妄想庭園【夏】植物に操られて/④偽りのカリスマガーデナー
鉢植え植物の泥沼にハマる以前には、定期的に近くのスーパーで花を買い活けていた。掃除をした後や家の物を処分し断捨離をした後などに、気分が良くなり部屋に花を飾りたくなるのだ。ついでに花瓶に活けた花を写真に撮ってインスタにあげてやれば、投稿のネタにもなる。安アパートの安物家具ばかりのオシャレじゃない部屋でも、撮影の仕方を工夫して、部屋の余計な物が映らないようにし、花だけアップにしてあげればそれっぽくなるものだ。貧乏人でも工夫次第でクリエイティブな事を楽しめるという創造の知恵というものだ。
生花だけでなく、萎れてきた花をあえてドライフラワーにしたり、気に入った器に果物を盛ってみたり、花・果物たちは写真のためのモデルとしても活躍してくれるのだ。
なぜこんな事をしているかというと雑誌や本などで活躍する、素敵なライフスタイルを紹介するインフルエンサーの生き方に憧れるからだ。
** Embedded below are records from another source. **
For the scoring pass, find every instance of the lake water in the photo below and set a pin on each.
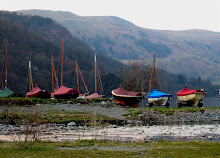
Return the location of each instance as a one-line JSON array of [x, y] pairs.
[[207, 102]]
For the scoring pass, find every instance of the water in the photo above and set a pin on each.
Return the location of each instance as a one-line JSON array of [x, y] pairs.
[[207, 102]]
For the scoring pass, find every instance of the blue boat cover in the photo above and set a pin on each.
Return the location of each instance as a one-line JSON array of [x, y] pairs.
[[158, 94]]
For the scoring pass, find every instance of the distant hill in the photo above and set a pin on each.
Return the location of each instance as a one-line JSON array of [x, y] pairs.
[[192, 52], [34, 38]]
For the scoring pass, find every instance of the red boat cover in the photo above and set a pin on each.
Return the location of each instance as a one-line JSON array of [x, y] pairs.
[[121, 91], [64, 90], [187, 91], [34, 92], [93, 96]]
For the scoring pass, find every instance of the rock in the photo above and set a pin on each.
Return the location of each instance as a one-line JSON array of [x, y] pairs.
[[73, 128], [81, 128], [70, 102], [71, 124], [130, 121], [78, 104], [114, 126]]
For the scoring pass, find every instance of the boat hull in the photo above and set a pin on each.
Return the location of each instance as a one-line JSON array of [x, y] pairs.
[[192, 99], [131, 101], [161, 101]]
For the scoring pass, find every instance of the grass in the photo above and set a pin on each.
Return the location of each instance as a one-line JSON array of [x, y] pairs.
[[92, 148], [134, 112], [13, 116]]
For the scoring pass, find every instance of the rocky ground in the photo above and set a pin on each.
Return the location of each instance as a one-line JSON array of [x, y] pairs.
[[147, 126]]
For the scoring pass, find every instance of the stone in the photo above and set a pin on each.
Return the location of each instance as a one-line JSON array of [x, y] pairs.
[[70, 102], [71, 124]]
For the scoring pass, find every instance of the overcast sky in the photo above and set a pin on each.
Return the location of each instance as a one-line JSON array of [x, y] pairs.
[[152, 14]]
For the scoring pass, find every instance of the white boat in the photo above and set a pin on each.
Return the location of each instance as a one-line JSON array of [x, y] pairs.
[[187, 97], [156, 97]]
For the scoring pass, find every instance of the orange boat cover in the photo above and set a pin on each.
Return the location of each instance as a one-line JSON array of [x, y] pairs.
[[64, 90], [121, 91], [93, 96], [187, 91]]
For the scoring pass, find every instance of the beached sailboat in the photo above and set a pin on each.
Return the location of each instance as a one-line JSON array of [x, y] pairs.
[[62, 92], [156, 97], [35, 92], [187, 97], [96, 95], [127, 98], [78, 71], [5, 92]]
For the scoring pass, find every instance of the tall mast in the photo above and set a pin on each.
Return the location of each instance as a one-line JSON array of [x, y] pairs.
[[95, 76], [62, 61], [154, 71], [77, 75], [6, 73], [30, 77], [52, 72]]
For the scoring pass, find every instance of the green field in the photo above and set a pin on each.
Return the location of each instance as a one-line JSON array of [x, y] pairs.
[[92, 148]]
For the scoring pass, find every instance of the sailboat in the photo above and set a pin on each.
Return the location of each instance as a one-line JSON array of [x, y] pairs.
[[127, 98], [5, 92], [81, 96], [187, 97], [62, 92], [96, 95], [156, 97], [35, 92]]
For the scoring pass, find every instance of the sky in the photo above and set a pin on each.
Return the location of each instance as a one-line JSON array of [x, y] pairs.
[[151, 14]]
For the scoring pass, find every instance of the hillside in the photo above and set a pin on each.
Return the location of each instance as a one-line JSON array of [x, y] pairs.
[[35, 38], [191, 52]]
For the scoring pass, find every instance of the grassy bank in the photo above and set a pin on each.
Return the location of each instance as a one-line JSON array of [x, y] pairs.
[[134, 112], [92, 148]]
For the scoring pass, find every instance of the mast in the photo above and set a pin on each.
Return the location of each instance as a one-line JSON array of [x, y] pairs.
[[4, 70], [6, 73], [52, 72], [154, 71], [95, 76], [77, 75], [30, 77], [62, 61]]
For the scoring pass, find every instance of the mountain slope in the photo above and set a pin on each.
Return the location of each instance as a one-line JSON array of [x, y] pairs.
[[35, 38], [192, 52]]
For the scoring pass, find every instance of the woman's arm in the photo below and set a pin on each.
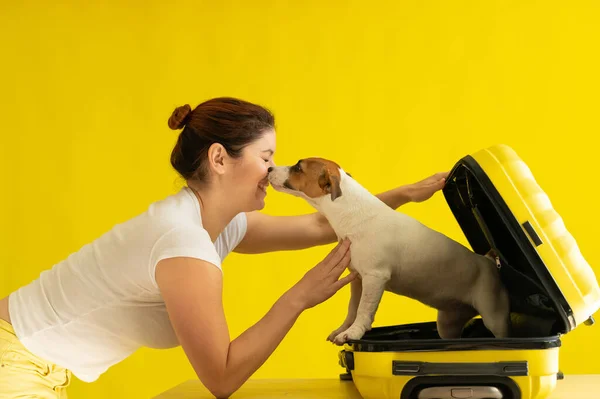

素敵な暮らし自体を楽しんだり、家具や雑貨などの持ち物や道具にこだわったり。そんな人達の写真を見ると本当におしゃれで素敵で、ごちゃごちゃと雑然とした自分の部屋とのあまりの違いに愕然とする。生活臭丸出しで余裕のなさが部屋中至る所に溢れている。
もしかして草花の鉢植えもそんな、「余裕のある暮らし」イコール「おしゃれ」を感じたいがために取り入れようとしているのかもしれない。結局鉢が増える一方でごちゃごちゃし収集がつかず、断捨離も意味がなくなってきているのだけれど。
貧乏性ゆえ、パッとしないプラ鉢を使い、枯れそうになると、枯れてしまうのはもったいないと右往左往し、まったく気が気ではない。ここでは、完全に植物が主で私は世話を焼く係の経験不足の使用人だ。
こんな甲斐性なしの奴ですまん。カリスマガーデナーじゃなくてゴメンね、という申し訳ない気持ち。この子たちは私なんぞに育てられている事が、本当にいい事なのだろうか? もっとベテランの、植物を育てるのが上手な裕福なご家庭に里子に出された方が幸せなのではないのだろうか? 立派なお屋敷で、素敵な家具に囲まれて、明るいご家庭のテーブルの真ん中、一番華やかな舞台の中心に立つことを夢見てこの世界に生を受けたはずなのにね。
植物たちは慰めることも、励ましてくれることはもちろん、叱責することも罵ることさえもない。何も言わず元気を無くし、しょんぼりと萎れて悲しそうな表情をするだけだった。